Abstract:Mobile gaming has emerged as a promising market with billion-dollar revenues. A variety of mobile game platforms and services have been developed around the world. One critical challenge for these platforms and services is to understand user churn behavior in mobile games. Accurate churn prediction will benefit many stakeholders such as game developers, advertisers, and platform operators. In this paper, we present the first large-scale churn prediction solution for mobile games. In view of the common limitations of the state-of-the-art methods built upon traditional machine learning models, we devise a novel semi-supervised and inductive embedding model that jointly learns the prediction function and the embedding function for user-app relationships. We model these two functions by deep neural networks with a unique edge embedding technique that is able to capture both contextual information and relationship dynamics.

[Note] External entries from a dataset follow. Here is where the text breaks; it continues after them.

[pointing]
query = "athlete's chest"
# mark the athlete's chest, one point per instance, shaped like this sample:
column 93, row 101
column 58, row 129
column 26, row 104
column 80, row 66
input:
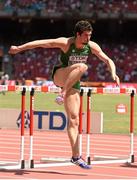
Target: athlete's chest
column 78, row 55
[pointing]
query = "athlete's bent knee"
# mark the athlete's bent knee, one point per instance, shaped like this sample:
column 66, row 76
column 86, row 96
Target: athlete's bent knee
column 73, row 122
column 82, row 67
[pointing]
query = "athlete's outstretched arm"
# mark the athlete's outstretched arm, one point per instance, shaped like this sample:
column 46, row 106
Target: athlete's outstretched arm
column 47, row 43
column 102, row 56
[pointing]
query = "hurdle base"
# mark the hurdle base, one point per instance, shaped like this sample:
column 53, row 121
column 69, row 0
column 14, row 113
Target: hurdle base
column 109, row 160
column 55, row 160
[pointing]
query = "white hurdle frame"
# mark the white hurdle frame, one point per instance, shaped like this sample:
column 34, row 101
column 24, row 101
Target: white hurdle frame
column 66, row 162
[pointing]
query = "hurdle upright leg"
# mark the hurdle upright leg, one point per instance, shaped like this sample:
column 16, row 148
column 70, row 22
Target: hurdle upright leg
column 31, row 161
column 88, row 124
column 22, row 128
column 81, row 122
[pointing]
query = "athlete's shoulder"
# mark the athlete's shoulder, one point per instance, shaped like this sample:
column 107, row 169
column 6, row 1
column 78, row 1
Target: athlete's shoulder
column 94, row 46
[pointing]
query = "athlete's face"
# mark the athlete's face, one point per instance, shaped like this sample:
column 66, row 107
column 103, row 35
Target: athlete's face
column 85, row 37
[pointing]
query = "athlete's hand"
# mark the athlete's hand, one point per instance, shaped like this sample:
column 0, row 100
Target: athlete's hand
column 116, row 78
column 14, row 50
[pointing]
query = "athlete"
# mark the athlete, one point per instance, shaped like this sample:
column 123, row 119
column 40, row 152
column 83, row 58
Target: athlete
column 73, row 64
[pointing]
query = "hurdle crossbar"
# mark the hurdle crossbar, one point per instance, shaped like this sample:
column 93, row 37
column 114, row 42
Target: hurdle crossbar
column 23, row 164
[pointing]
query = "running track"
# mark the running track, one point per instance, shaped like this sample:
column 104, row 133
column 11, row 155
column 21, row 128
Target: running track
column 56, row 144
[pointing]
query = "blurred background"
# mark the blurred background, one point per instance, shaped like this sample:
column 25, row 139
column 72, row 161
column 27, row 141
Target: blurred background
column 114, row 29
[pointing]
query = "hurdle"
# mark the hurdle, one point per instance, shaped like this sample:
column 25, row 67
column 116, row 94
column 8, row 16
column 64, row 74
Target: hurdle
column 107, row 159
column 65, row 162
column 21, row 163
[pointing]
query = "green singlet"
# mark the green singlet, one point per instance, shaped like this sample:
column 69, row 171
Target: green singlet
column 73, row 56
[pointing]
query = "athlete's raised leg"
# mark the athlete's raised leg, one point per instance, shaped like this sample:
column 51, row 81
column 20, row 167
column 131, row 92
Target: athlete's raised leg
column 72, row 104
column 68, row 76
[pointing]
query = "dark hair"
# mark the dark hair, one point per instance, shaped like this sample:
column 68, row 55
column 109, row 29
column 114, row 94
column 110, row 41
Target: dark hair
column 82, row 26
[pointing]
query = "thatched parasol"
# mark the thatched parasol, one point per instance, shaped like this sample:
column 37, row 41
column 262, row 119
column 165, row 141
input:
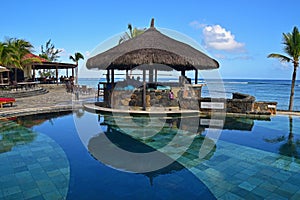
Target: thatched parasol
column 149, row 48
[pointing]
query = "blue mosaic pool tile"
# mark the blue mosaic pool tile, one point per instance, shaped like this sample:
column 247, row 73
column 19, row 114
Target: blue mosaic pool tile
column 255, row 181
column 247, row 186
column 11, row 190
column 52, row 195
column 28, row 194
column 296, row 196
column 276, row 196
column 230, row 196
column 261, row 192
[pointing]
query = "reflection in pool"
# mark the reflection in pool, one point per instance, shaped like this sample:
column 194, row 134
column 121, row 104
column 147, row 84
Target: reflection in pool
column 251, row 159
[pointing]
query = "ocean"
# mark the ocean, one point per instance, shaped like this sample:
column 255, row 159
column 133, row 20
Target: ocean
column 262, row 90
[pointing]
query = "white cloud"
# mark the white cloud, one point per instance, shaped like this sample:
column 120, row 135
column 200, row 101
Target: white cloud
column 87, row 54
column 217, row 37
column 197, row 25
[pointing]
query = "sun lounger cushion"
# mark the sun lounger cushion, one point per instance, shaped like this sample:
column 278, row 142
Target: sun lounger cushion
column 6, row 101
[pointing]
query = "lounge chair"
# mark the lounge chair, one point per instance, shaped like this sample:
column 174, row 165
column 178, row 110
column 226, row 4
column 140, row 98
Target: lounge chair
column 6, row 101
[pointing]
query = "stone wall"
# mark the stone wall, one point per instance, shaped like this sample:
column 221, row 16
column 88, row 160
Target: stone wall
column 157, row 98
column 240, row 103
column 269, row 107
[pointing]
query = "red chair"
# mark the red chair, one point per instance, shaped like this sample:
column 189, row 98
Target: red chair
column 6, row 101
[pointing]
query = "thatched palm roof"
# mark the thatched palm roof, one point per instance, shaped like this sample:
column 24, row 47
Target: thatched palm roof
column 152, row 47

We also design a novel attributed random walk technique that takes into consideration both topological adjacency and attribute similarities. To evaluate the performance of our solution, we collect real-world data from the Samsung Game Launcher platform that includes tens of thousands of games and hundreds of millions of user-app interactions. The experimental results with this data demonstrate the superiority of our proposed model against existing state-of-the-art methods.